Kurikulum juga membantu orang tua yang cenderung gagap teknologi. Dengan demikian, anak dengan orang tua yang melek teknologi atau gagap teknologi, akan menerima pendidikan etika digital yang sama.
Pemrakarsa gerakan #BijakBersosmed Enda Nasution berpendapat, kurikulum terkait medsos harus mengutamakan perilaku dasari dalam bermedsos.
“Bagaimana masuk ke dunia maya, bagaimana mengamankan data pribadi—nomor kartu identitas, kartu kredit orang tua. Itu nggak boleh dibagikan dengan gampang. Dan harusnya pengetahuan soal itu masuk ke kurikulum pendidikan dasar,” ujarnya.
Menurut Enda, bekal dasar ini sama pentingnya dengan ilmu panduan umum di dunia nyata.
“[Etika umum itu] seperti jalan harus di trotoar, atau jangan masuk ke mobil dengan orang yang tidak kita kena,” ujarnya.
Platform Medsos Ikut Tanggung Jawab
Sejumlah platform medsos menyatakan, mereka tidak mengizinkan konten yang bisa membahayakan kaum muda. Konten yang tak diizinkan itu, menurut Standar Komunitas Facebook, misalnya kekerasan dan hasutan, mendukung tindakan kriminal, bunuh diri, eksploitasi seksual dan ketelanjangan anak, perundungan siber, serta ajakan seksual.
Dessy Sukendar, Policy Programs Manager Meta Indonesia, menyebut bahwa Meta—yang membawahi Facebook dan Instagram—memiliki sekitar 30 alat untuk mendukung keamanan anak-anak dan remaja, misalnya fitur blokir (restrict) akun di Instagram jika AI Meta menemukan akun mencurigakan. Alat tersebut bisa melakukan crawling pada konten-konten berbahaya.

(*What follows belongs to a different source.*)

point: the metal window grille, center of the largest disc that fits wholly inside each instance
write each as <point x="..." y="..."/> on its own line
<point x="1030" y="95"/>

“Ada tim ahli yang aktif menemukan konten tersebut. Jadi selain AI, ada manusia di belakangnya,” kata Dessy. Menurutnya, tim ini berjaga 24 jam untuk melakukan tugasnya.

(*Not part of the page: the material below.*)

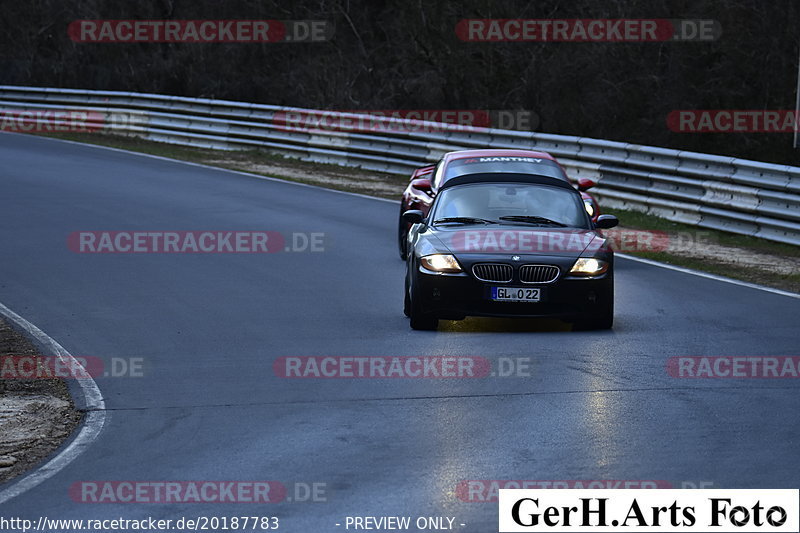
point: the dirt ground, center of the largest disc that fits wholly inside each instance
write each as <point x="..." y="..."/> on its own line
<point x="36" y="415"/>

Mulai 2022, Instagram juga memperkenalkan fitur Pengawasan Orang Tua. Dengan fitur ini, orang tua bisa melihat aktivitas dan membatasi screen time media sosial anak.
Sementara YouTube kini menyediakan YouTube Kids sebagai kanal khusus anak yang relatif lebih aman bagi anak. Tentu saja, tak ada jaminan anak tak bisa mengakses YouTube reguler bila tak diawasi orang tua.
“Satu hal yang pasti: tetap perlu peran orang tua untuk mendampingi anak,” kata Ciput Eka Purwianti, Asisten Deputi Perlindungan Khusus Anak dari Kekerasan di Kementerian Pemberdayaan Perempuan dan Perlindungan Anak.
Menurutnya, satu platform medsos yang belum berhasil diadvokasi KemenPPPA dan KPAI adalah Twitter. Hingga kini, konten pornografi masih dapat diakses oleh pengguna mana pun di aplikasi berlogo burung biru itu.
Dalam liputan khusus kumparan edisi 21 Oktober 2021, “Bisnis Bokep di Media Sosial”, seorang perempuan korban revenge porn bercerita bahwa Twitter menjadi tempat video cabulnya tersebar usai diposting mantan pacarnya sendiri.
“Kalau dia (platform medsos) ada di Indonesia, dia harus berkomitmen mengikuti regulasi yang ada di Indonesia. Okelah di Amerika misalnya soal pornografi longgar, tapi di Indonesia ada UU-nya,” tegas Komisioner KPAI Margaret.